Sure, I get that there are constraints. Every designer and developer has them, whether it is a legacy system that limits the ability to change markup, or a boss who would rather allocate time and resources to something other than front-end development. But working within those constraints to develop excellent sites is the hallmark of a true professional.
Yet most of the people I’ve met who work in the web industry are true professionals. They are passionate and committed to their work, continually striving to create great web sites and applications. So, why do so many of them forget about the power of good markup? What I’ve come to realize is that it isn’t just about constraints. It isn’t about treating HTML like a red-headed stepchild. It isn’t even laziness (though I admit I think that sometimes).

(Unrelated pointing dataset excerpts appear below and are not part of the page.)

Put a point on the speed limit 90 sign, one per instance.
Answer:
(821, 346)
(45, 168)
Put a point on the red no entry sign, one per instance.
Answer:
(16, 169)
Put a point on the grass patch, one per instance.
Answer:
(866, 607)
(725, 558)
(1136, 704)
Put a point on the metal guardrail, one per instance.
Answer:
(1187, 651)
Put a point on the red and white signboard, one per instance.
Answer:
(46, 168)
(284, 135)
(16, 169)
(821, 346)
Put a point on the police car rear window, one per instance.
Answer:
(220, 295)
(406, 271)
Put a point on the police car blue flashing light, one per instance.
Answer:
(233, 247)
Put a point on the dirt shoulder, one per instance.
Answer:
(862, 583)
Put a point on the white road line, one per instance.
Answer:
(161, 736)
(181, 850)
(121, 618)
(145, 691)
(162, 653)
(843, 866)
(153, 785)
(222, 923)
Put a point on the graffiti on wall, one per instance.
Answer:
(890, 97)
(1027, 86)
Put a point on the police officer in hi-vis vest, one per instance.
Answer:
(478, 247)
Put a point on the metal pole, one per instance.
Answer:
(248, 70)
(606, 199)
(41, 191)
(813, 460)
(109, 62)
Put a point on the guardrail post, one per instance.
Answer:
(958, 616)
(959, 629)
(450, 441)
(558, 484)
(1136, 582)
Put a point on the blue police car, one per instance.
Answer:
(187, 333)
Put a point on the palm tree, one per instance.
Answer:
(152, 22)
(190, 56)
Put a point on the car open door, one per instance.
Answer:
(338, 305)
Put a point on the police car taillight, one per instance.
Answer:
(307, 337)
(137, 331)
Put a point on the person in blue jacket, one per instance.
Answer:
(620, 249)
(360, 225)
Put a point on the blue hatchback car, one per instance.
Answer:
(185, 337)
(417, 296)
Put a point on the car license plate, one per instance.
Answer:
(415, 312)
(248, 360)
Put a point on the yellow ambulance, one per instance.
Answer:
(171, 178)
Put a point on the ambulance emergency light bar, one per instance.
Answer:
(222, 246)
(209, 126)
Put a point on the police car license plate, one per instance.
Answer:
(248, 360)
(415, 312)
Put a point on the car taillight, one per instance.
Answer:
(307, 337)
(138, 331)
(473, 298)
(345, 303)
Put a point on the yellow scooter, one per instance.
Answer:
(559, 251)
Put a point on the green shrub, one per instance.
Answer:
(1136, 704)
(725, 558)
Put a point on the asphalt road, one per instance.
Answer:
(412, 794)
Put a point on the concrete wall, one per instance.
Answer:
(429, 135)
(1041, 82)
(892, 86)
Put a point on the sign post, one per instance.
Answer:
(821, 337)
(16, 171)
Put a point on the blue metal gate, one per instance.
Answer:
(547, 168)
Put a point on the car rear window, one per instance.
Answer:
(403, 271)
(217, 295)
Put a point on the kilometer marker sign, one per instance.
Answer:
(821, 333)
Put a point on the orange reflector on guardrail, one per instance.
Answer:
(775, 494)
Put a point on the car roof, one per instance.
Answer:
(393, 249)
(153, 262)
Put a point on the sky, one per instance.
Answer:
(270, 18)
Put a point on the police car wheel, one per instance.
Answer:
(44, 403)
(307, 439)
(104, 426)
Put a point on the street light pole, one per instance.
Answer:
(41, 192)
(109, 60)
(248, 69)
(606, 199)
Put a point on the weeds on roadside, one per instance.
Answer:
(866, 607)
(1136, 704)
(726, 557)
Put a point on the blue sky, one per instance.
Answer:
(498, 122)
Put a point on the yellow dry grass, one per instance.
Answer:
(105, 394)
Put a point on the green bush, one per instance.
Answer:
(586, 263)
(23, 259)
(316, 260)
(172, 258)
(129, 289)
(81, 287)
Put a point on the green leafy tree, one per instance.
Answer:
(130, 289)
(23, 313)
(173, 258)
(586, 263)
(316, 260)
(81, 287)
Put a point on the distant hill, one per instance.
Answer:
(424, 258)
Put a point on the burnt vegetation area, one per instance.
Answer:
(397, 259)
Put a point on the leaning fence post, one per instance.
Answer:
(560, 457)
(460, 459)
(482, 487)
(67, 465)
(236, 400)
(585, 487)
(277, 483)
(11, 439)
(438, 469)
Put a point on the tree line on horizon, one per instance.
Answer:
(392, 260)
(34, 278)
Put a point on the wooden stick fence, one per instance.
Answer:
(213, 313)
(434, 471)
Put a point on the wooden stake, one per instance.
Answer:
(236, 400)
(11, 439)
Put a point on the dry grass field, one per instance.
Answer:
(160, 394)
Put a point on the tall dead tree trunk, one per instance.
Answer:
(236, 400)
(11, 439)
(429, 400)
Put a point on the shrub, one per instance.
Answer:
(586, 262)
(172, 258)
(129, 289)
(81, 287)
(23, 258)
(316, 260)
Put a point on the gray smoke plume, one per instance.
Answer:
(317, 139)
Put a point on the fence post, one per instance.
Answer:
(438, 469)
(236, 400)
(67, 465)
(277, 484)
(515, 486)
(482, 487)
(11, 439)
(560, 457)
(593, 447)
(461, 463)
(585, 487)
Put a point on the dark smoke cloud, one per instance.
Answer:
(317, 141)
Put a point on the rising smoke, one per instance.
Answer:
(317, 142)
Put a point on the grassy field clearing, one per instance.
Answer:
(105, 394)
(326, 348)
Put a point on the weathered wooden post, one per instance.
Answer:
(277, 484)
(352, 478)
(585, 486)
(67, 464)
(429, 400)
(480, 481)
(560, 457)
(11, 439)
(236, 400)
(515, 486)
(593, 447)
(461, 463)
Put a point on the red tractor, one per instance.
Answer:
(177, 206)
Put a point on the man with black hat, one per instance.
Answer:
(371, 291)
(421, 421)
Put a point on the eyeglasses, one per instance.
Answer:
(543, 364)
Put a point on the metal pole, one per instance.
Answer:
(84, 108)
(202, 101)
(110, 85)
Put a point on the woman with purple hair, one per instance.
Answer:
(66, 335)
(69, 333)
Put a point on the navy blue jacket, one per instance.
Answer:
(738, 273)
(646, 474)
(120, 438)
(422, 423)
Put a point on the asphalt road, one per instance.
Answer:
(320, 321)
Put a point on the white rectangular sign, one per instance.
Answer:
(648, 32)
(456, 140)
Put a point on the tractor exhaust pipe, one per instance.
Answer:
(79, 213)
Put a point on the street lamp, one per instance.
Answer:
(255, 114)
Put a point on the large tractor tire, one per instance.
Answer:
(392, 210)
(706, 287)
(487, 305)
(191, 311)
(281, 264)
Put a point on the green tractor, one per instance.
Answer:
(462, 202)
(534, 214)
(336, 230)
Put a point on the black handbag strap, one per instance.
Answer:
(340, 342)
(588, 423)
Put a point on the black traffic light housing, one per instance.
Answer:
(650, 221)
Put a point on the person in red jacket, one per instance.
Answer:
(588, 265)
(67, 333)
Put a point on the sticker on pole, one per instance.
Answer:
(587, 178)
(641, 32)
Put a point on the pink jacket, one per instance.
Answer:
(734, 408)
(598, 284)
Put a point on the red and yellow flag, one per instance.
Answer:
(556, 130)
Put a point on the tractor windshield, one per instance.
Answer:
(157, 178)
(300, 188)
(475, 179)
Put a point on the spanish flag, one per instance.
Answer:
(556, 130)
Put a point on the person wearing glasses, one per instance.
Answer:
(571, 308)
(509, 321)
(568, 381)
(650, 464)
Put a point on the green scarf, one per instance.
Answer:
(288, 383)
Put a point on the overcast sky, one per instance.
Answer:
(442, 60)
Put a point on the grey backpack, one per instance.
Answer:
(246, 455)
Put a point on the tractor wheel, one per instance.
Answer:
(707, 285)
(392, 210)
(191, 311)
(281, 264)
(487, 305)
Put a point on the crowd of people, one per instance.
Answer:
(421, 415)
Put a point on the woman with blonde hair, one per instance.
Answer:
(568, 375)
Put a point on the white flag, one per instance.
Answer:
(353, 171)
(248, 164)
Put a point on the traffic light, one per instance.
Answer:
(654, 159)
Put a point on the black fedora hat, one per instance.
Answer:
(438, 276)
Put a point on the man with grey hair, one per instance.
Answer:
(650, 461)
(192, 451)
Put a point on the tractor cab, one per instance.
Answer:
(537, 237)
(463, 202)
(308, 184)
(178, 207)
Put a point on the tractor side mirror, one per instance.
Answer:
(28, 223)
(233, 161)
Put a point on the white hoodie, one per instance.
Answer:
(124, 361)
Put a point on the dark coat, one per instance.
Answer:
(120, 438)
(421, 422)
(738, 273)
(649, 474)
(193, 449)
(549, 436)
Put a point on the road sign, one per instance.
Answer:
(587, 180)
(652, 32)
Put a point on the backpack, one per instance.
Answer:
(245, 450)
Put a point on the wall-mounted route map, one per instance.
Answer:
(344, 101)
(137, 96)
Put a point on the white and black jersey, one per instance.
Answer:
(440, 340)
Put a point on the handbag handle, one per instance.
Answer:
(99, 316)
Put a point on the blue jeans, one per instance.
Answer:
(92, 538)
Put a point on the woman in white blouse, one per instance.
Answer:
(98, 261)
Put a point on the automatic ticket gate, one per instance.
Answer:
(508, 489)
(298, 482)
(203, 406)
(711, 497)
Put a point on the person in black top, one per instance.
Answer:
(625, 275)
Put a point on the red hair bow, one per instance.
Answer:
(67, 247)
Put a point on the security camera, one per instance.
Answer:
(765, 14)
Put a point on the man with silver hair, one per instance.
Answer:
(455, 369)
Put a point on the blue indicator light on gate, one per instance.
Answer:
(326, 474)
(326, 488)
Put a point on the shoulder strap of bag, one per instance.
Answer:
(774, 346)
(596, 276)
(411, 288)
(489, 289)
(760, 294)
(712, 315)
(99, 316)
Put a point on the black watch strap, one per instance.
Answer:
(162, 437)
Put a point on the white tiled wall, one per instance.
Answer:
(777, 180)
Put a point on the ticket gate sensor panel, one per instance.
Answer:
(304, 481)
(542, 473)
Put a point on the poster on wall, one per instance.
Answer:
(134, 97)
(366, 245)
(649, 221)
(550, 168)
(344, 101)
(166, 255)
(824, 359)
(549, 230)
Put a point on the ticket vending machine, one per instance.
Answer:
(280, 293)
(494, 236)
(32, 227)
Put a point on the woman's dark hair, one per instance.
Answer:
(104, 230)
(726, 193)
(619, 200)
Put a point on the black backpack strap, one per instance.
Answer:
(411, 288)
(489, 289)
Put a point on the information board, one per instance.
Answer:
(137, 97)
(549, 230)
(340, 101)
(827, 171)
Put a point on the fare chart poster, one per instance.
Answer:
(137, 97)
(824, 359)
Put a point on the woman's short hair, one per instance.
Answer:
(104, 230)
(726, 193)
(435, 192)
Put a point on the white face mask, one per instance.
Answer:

The problem must be a lack of understanding and knowledge. Fortunately, that is something I can help change by taking you on a little journey in this article. We’ll explore what semantic markup is and looks like, as well as the benefits it offers. We’ll also take a look at how see how you can take semantics beyond your markup into CSS. And, lastly, we’ll see how semantic markup can be extended to provide valuable meaning to machines
Semantic markup is markup that has meaning; markup that describes the content it contains, rather than what that content should look like. This means no more <font> tags, no more <b> tags, no more <table> elements used for layout.
Instead, semantic markup encourages you to think about the content first. So, if you have a list, you should use a list element such as <ul>. If you have a paragraph, you should use <p> instead of <div>. If you have a headline, you should use a heading element like <h2>.
Conversely, if you need to indent content, don’t use <blockquote> unless it is an actual quote. If you want content to appear big and bold, don’t use <h1> unless it is actually the primary heading of the page. For those types of presentational needs, CSS is your friend, not markup.
Regardless of terminology, semantic markup should also be valid. All this means is that your markup validates against the assigned DOCTYPE. Whether you are writing HTML 4, XHMTL or even HTML5, your markup should contain no errors and no illegal elements or attributes.
How do you know if your markup is valid? Simple. Use the W3C’s online validator.
By this point, you may get the gist of semantic markup but you may also be wondering why it matters.
One of the foremost benefits is portability. Pages marked up with POSH not only work in web browsers, but all sorts of machines, including screen readers, mobile devices and text browsers. So, you write with POSH once, and you can deliver your content to a myriad of devices both now and in the future.
Semantic markup also offers efficiencies in the development process, which is particularly useful for teams. By using POSH, you establish a common vocabulary for your site markup. Developers don’t need to take extra time to consider what markup should be used for different types of content. A paragraph gets a <p>. An ordered list gets an <ol> and so on.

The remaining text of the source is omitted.